Завернув за угол они вышли к парадной одного из домов. Чижов нажав комбинацию кнопок и помогая плечом перевязаной руки открыл тяжёлую входную дверь начала прошлого века и они зашли внутрь дома, в длинный тёмный подъезд, куда едва пробивался дневной свет и пахло сыростью. Чижов неожиданно для Кати вдруг взял её за запястье своей рукой и потянул за собой вглубь подъезда. По Катиной спине пробежала дрожь. Ей вдруг стало не по себе от обстановки вокруг и его крепкой хватки.

— Зачем мы здесь? — спросила Катя высвобождая свою руку из его.

— Не дрейфь, — усмехнулся Чижов прочитав её мысли на испуганном лице и отпустил руку. Он нажал на горящую в темноте кнопку вызова лифта, послышался шелчок и механизм заработал. Катя, по-немногу привыкнув глазами к полумраку, оглянулась вокруг. Стены и потолок украшали кружева лепнины, завитки перил переплетаясь повторялись в проёмах каждого этажа лестницы.

В обшарпанной кабинке со всевозможными неприличными каракулями на стенах они поднялись на последний этаж. Сняв дряблый замок с двери ведущей на чердак с лёгкостью, как будто он делал это каждый день, Чижов махнул Кате следовать за ним. Ступив на сухой и мягкий от пятисантиметрового слоя пыли пол и нагнувшись, чтобы не задеть головой кое-как обмотаные изоляцией трубы, Катя шагнула за ним на полутёмный чердак к видневшемуся вдали светлому прямоугольнику окна. В неосвещённых углах под скосами крыши мелькали чёрные тени, которые сперва напугали Катю, но скоро своим мяуканьем выдали, что это были всего-навсего кошки. Чижов вперёд Кати добрался до оконного проёма и исчез в нём, оставив её совсем одну. Она поспешила за ним.
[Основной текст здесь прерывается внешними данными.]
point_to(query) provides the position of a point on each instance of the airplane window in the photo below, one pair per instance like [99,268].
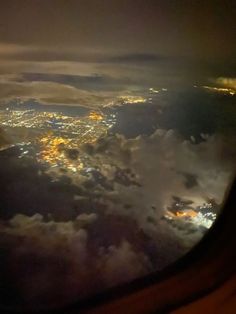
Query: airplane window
[117,142]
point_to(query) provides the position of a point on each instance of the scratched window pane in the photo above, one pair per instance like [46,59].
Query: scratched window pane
[117,142]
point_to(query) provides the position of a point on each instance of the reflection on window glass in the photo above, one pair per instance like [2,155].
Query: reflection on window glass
[113,162]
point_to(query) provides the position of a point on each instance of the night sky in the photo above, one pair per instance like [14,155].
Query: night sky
[117,140]
[112,47]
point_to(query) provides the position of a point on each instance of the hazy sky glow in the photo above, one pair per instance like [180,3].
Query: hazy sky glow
[112,47]
[117,140]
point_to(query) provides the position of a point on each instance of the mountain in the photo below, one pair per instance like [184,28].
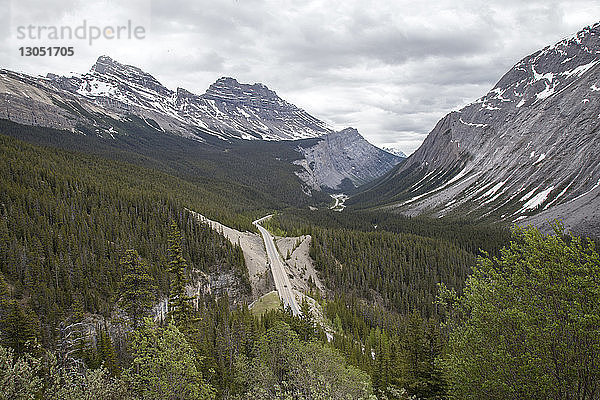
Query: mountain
[123,103]
[394,151]
[529,146]
[343,160]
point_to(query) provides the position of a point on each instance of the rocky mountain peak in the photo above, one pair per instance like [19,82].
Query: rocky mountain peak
[229,89]
[527,149]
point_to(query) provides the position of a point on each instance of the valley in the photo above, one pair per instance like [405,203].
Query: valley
[161,244]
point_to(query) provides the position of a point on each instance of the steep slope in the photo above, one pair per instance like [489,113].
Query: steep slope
[123,103]
[530,145]
[227,109]
[343,160]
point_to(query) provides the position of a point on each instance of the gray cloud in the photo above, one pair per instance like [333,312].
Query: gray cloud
[391,69]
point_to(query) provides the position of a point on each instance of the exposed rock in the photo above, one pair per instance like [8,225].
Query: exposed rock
[530,145]
[343,160]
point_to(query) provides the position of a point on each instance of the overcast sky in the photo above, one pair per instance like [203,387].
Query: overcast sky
[389,68]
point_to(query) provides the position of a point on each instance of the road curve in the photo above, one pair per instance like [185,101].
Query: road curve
[282,281]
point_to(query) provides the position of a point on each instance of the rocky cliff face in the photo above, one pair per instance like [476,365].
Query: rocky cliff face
[343,160]
[530,146]
[228,109]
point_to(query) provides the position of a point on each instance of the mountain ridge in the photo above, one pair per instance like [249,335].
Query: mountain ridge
[528,145]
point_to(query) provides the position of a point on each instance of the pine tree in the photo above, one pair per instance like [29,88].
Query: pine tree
[180,306]
[137,288]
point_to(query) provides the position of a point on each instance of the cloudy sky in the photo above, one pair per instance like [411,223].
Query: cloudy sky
[390,68]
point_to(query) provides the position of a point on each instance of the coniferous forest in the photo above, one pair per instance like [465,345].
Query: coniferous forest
[98,254]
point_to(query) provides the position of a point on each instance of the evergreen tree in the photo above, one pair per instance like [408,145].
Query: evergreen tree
[527,325]
[19,329]
[165,366]
[137,287]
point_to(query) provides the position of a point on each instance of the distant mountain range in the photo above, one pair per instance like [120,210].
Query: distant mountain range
[527,151]
[228,111]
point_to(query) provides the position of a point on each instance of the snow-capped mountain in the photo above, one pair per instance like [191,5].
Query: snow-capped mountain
[529,146]
[394,151]
[227,109]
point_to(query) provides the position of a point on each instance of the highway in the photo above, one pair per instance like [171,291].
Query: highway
[282,281]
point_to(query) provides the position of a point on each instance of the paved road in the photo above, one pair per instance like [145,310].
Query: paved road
[282,281]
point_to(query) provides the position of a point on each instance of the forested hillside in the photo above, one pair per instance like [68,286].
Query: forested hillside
[66,219]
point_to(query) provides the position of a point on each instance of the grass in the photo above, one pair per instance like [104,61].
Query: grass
[269,301]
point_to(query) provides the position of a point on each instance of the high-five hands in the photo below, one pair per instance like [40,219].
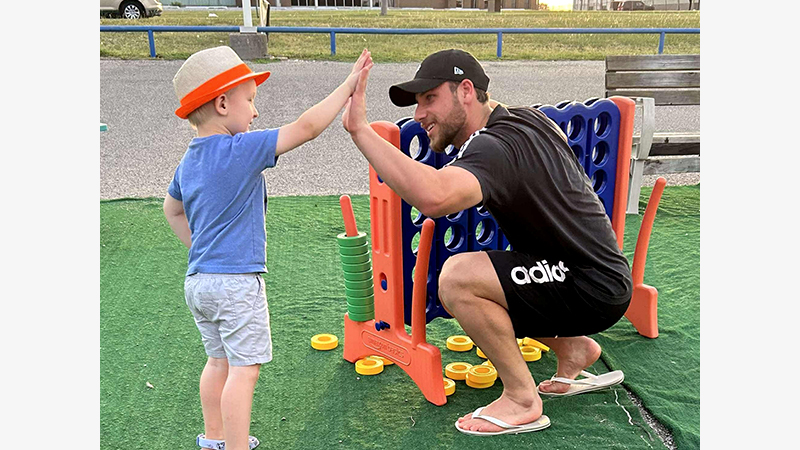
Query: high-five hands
[364,61]
[355,112]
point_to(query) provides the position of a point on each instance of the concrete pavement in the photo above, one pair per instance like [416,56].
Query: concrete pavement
[145,140]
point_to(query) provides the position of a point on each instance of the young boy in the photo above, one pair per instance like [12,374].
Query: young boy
[216,205]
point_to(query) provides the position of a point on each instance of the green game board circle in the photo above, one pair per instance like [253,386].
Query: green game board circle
[357,250]
[358,276]
[356,293]
[361,317]
[361,284]
[360,309]
[358,267]
[355,259]
[354,241]
[361,301]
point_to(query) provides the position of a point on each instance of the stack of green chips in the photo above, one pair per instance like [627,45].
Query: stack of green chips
[357,265]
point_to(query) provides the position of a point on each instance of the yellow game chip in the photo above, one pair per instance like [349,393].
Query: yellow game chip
[449,386]
[481,374]
[369,366]
[324,341]
[531,353]
[459,343]
[457,370]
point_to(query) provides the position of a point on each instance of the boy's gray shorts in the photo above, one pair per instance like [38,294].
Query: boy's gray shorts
[231,313]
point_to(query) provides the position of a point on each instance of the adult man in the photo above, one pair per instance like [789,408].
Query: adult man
[566,277]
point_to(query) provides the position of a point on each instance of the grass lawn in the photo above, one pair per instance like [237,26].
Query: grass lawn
[151,354]
[405,48]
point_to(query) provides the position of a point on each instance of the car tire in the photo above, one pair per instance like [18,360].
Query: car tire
[131,10]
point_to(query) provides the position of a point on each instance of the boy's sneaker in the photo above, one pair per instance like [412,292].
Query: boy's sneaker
[218,444]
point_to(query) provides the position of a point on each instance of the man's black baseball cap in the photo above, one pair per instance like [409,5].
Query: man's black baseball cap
[446,65]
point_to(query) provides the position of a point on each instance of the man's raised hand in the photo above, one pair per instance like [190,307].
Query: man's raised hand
[355,112]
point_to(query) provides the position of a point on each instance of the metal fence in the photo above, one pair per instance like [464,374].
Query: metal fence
[150,30]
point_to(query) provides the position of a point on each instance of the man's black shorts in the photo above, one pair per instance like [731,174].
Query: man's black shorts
[544,300]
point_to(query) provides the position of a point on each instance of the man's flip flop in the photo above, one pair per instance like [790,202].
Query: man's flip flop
[591,383]
[219,444]
[538,424]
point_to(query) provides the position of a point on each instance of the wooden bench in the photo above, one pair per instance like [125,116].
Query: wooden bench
[657,80]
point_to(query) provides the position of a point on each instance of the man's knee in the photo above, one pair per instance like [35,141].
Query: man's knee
[453,281]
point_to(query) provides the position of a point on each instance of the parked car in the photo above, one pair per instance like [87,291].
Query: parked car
[634,6]
[131,9]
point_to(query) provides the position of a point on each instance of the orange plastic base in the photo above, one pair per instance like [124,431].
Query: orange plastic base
[643,310]
[422,362]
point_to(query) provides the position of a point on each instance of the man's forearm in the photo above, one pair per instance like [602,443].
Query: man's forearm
[180,226]
[413,181]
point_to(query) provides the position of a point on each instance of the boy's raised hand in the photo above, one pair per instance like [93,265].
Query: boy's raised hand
[364,60]
[355,112]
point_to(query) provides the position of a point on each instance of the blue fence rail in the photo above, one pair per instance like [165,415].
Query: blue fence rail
[150,30]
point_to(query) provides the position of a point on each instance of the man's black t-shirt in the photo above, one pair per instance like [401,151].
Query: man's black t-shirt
[541,198]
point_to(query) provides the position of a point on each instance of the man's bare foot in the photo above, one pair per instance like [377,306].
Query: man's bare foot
[574,354]
[507,410]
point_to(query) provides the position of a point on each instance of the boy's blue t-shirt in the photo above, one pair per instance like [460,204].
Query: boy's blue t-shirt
[224,195]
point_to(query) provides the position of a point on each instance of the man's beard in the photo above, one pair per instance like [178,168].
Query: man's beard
[449,129]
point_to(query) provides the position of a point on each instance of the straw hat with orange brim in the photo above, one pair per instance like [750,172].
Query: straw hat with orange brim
[209,73]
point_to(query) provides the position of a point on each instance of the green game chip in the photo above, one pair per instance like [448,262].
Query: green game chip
[358,267]
[361,301]
[344,241]
[355,259]
[361,317]
[357,250]
[365,292]
[352,309]
[358,284]
[358,276]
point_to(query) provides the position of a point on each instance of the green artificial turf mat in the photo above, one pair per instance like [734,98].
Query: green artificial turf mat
[309,399]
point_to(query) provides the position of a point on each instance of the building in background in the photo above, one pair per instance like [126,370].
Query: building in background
[614,5]
[551,5]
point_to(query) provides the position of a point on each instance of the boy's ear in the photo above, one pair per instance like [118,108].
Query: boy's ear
[221,105]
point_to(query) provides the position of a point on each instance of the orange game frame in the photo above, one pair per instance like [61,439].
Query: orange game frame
[420,360]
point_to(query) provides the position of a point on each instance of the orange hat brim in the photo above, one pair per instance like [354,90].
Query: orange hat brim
[184,110]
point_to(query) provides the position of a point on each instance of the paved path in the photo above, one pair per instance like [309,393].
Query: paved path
[145,140]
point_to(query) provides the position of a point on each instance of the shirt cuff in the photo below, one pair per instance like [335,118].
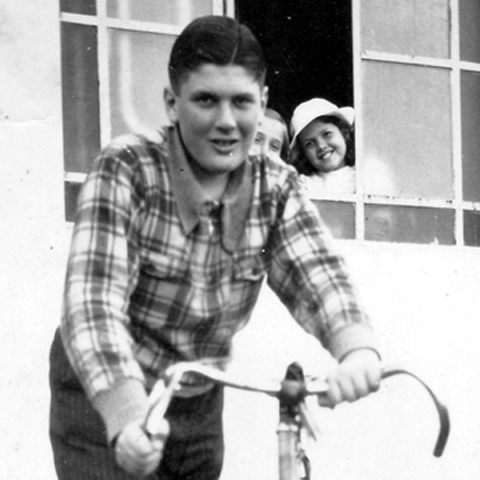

Из окна тянуло свежестью. Выглянув наружу, Катя вдруг обомлела от восторга. Перед ней открывалась панорама города. Залитый солнцем Питер был как на ладони — силуеты домов с их свежими серыми и более старыми рыжими от ржавчины крышами смешивались с известными достопримечательностями, был виден Исаакий, шпили Адмиралтейства и Петропавловки. Ярко-синее послеобеденное небо пробивалось через буквально недавно полностью затягивающие небо облака.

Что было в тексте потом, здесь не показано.